In yesterday's heat he experienced lack of strength and power as the race went on. The men's quad finished fifth in the heats on Sunday.
"It feels like once you're into the race, your heart isn't in rhythm, oxygen is running out, and you lose power, and become weaker as the race goes on. It feels like you are dragging something behind the boat, Cohen said."
Cohen has only had minor episodes over the past few months, and said it is well managed by limiting things which might set it off like caffeine.
Cohen is naturally disappointed not be able to continue contesting the world championships regatta.
"From a personal point of view, I've been training hard for the past 10 months, but knowing that there is a suitable replacement helps," Cohen said. "I could race and be fine, but it's not worth taking any chances, as I could have another race tomorrow like I had [on Sunday]. I don't want to let my crew down."
SVT is a common problem among endurance athletes, especially as they get older.
Cohen had full faith Manson would be an admirable replacement. "It's great to have a reserve here, so I don't have to run the risk of racing and it happening again. Karl will fit straight in."
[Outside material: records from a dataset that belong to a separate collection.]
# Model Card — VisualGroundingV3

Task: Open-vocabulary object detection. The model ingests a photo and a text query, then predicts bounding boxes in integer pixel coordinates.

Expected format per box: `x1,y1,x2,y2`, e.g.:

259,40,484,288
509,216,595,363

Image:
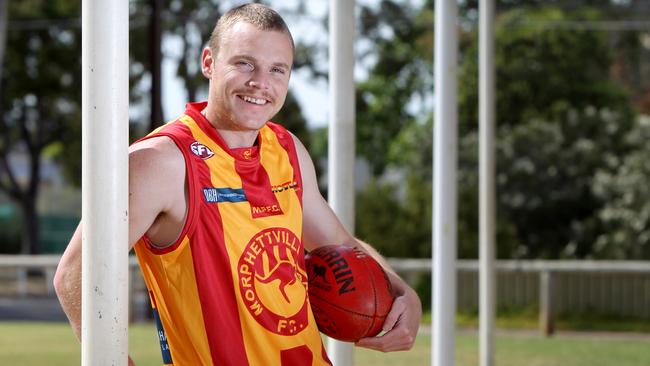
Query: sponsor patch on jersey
190,141,214,160
203,188,248,203
237,227,308,336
Manson recently competed at the under-23 world championships in Linz, Austria, where the men's quad won silver.
Manson will slot into Cohen's bow seat at the repechages tomorrow and will continue racing in the crew for the rest of the regatta.
Manson trained in the boat yesterday morning and will again before racing gets under way for the crew today.
For Cohen it is now about the short term goal of "getting the body right before focusing too far ahead."